Currently, Congress is considering proposed legislation that not only would significantly enhance the benefits of investing in QSB Stock (by, among other things, repealing the alternative minimum tax preference described above), but also would permit larger corporations to issue QSB Stock. While there is no certainty that this legislation will be enacted or that it will be enacted in its present form, investors and issuers should continue to monitor its progress, as it may significantly alter the mechanics and overall effects of Sections 1202 and 1045.
Particularly in light of the regulations recently promulgated by the Treasury, investors should consider the significant benefits that may become available to them by properly structuring their investments as investments in QSB Stock.
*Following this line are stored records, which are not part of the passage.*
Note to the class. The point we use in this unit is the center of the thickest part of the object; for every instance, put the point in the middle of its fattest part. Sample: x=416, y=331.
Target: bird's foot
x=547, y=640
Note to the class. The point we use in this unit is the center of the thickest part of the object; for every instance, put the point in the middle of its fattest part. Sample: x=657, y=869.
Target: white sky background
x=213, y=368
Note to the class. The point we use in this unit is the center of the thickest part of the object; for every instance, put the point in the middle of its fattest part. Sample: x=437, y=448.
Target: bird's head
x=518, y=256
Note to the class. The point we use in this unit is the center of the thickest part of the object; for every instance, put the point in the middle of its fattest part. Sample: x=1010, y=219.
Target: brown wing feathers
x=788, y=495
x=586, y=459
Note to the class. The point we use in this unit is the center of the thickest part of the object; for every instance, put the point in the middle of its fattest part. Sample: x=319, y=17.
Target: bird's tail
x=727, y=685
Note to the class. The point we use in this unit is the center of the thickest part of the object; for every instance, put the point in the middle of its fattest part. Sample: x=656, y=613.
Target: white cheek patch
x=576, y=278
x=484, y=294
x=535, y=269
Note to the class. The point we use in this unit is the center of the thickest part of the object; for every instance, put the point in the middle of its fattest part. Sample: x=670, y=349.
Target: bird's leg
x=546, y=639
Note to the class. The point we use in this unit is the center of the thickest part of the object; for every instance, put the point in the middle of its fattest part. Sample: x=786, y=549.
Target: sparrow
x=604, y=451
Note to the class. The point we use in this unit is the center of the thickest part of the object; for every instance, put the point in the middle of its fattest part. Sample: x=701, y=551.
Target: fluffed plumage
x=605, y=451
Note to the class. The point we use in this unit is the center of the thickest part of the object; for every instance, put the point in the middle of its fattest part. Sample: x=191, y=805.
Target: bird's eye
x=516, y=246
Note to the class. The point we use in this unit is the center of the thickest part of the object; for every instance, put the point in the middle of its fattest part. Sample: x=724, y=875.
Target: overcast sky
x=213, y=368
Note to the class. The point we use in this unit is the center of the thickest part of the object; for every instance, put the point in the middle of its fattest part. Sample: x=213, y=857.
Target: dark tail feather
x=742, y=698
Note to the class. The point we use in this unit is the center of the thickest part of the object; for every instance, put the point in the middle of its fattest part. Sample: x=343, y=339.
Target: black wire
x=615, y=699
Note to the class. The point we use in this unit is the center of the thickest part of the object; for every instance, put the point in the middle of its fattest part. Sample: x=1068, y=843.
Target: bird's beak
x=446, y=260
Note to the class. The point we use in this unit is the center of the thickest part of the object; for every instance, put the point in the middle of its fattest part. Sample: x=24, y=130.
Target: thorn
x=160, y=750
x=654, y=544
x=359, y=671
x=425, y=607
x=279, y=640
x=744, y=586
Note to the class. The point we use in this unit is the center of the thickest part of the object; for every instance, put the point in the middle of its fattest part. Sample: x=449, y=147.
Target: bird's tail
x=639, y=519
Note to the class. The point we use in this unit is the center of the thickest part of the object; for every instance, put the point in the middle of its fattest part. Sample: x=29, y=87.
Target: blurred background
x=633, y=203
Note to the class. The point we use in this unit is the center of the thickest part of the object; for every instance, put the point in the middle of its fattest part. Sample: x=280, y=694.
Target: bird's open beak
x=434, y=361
Similarly, issuers should consider the fact that if they properly ensure that their stock is QSB Stock, they may be able to enhance its value, perhaps with little or no additional cost.
Nevertheless, Sections 1202 and 1045 are quite complex, spanning several pages of statutory text, and only some of their provisions, benefits, and implications are summarized in this Tax Advisory. Moreover, the various states afford differing treatment to, or may even have their own versions of, Sections 1202 and 1045. Accordingly, investors and issuers should consult with their tax advisors regarding their specific circumstances prior to relying on Sections 1202 and 1045.